In many incidents, state armed forces and agents also have the opportunity to carry out the neutralization of their targets. Neutralization is the euphemism used by the military for physical elimination of killing. Pieces of circumstantial evidence to the killings prove this.

Adelina Golloso, mother of Maylene and Raymund, saw how elements of the 2nd Infantry Battalion and the 902nd Infantry Brigade of the 9th Infantry Division of the Philippine Army fired at their house on May 7, 2004.

Reaching home from some errands, Adelina shouted at the soldiers to stop. She saw her daughter Maylene, 13 and her son Raymund, 6, lying on the ground, bathed in blood.

She asked for the soldiers help but the latter just walked away. The next day, military officials claim the incident at Bgy. Recto was a legitimate encounter with the NPA.

Eyewitnesses testified before the court that the twin killing of Eden Marcellana and Eddie Gumanoy is the handiwork of then Col. Jovito Palparan Jr. Witnesses, who were abducted along with the two, point to the Bonnet Gang, a paramilitary group linked with the Philippine Armys 204th Infantry Battalion of which Palparan was the commanding officer.

The cases of murder of Eden Marcellana, Eddie Gumanoy, Benjaline Hernandez and Edilberto Choy Napoles Jr. have been filed in the local courts. Napoles, Bayan Muna member in Mindoro Oriental was killed by the Bonnet Gang on May 28, 2002. There are witnesses and enough evidence that point to the elements of the military as perpetrators but justice has not been served.

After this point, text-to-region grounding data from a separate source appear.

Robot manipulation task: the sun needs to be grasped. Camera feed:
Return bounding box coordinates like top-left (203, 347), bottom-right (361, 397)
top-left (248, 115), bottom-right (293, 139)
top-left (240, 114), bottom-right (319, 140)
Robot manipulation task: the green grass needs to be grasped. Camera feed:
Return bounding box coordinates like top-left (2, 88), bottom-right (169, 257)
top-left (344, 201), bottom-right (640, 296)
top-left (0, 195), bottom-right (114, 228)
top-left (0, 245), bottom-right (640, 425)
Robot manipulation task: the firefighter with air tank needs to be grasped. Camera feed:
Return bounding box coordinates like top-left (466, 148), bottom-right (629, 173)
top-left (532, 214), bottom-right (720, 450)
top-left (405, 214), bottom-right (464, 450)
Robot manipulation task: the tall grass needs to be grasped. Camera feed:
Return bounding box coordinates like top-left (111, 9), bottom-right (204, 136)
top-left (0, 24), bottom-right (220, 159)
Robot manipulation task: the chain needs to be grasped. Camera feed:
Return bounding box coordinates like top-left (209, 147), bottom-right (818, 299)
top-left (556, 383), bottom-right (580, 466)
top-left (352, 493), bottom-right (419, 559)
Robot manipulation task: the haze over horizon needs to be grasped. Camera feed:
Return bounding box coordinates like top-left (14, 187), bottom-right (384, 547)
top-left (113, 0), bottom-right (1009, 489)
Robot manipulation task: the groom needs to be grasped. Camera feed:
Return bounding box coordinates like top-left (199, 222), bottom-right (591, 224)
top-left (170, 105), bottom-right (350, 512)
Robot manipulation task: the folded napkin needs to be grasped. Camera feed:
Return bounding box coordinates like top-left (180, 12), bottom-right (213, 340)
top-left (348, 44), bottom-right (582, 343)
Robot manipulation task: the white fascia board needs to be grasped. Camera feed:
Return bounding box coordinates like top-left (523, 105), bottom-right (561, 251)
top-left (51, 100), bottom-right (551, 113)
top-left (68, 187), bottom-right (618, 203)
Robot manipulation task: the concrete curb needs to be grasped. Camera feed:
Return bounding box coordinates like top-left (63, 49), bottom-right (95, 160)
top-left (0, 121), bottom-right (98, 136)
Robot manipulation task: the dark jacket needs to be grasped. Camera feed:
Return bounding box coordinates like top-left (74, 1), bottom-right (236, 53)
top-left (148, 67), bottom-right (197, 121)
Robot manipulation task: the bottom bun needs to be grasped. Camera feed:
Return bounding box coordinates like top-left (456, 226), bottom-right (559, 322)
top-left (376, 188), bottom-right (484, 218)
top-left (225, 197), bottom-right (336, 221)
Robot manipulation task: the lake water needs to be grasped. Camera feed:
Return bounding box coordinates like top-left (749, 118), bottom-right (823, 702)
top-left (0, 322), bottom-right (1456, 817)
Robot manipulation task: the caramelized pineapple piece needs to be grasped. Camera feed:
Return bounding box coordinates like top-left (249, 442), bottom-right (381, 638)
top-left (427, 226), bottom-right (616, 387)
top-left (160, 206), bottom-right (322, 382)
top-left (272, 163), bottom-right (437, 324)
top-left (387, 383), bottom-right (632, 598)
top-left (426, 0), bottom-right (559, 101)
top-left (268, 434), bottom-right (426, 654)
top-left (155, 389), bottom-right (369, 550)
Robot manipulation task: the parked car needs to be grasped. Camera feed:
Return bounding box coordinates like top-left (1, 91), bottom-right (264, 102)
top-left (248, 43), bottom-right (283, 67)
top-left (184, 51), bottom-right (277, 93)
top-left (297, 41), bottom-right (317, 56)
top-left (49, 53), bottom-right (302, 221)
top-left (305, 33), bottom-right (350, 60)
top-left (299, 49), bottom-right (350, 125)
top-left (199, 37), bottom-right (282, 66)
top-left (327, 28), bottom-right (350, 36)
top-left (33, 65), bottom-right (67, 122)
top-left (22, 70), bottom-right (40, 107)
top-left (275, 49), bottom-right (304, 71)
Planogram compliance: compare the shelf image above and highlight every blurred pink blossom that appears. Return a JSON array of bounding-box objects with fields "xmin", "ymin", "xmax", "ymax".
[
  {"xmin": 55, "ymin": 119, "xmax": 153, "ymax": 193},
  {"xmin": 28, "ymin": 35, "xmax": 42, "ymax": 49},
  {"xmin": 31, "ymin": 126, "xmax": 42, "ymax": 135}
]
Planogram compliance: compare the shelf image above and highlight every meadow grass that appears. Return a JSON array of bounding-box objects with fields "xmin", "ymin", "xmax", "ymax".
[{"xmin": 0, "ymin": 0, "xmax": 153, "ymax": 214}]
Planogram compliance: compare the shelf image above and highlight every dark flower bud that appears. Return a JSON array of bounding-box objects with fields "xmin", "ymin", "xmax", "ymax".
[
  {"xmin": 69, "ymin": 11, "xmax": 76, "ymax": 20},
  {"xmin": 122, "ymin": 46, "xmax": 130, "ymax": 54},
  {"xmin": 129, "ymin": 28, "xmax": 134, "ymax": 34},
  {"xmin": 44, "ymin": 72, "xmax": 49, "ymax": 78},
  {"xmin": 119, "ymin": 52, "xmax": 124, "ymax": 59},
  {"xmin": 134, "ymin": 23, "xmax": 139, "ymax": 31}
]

Their cases have been elevated by Karapatan to the United Nations Human Rights Committee.

Many received death threats from the military before they got killed.

Bayan Muna member Ricardo Uy, was killed on Nov. 18, 2005 at about 11 a.m. inside his own rice mill in Barangay Basud, Sorsogon City. Two Saturdays before Dings death, a radio program run by the Philippine Army in dzMS Sorsogon City, Ugnayan sa Kapayapaan (linking for peace), maliciously tagged him as an emerging leader of the NPA.

Another victim, Marcelino Fabula of Anakpawis-Pagsanjan in Laguna, was interrogated by a certain Lt. Andy Veneracion of Camp Lusiana. On Dec. 4, 2005, Fabula was shot dead by Jacinto Losano, a CAFGU member closely linked with Veneracion.

Before his death, Marcelino Beltrans house was frequented by soldiers based in Tarlac. Ka Marcing, an eyewitness to the Hacienda Luisita Massacre, was killed on Dec. 8, 2004, days before he could have testified before the Senate.

Victor Ka Ben Concepcion, Anakpawis coordinator for Mexico, Pampanga and chair of provincial peasant organization, experienced the same. Before being killed on March 17, 2005 inside his home in Angeles City, Ka Ben noted increased military surveillance. He reported to his colleagues how suspected agents of the Northern Luzon Command (Nolcom) surrounded his home in Anao, Mexico.

Fact sheets, eyewitness accounts, direct and circumstantial evidence (as strong as the former) point to the elements of the AFP and their death squads as perpetrators.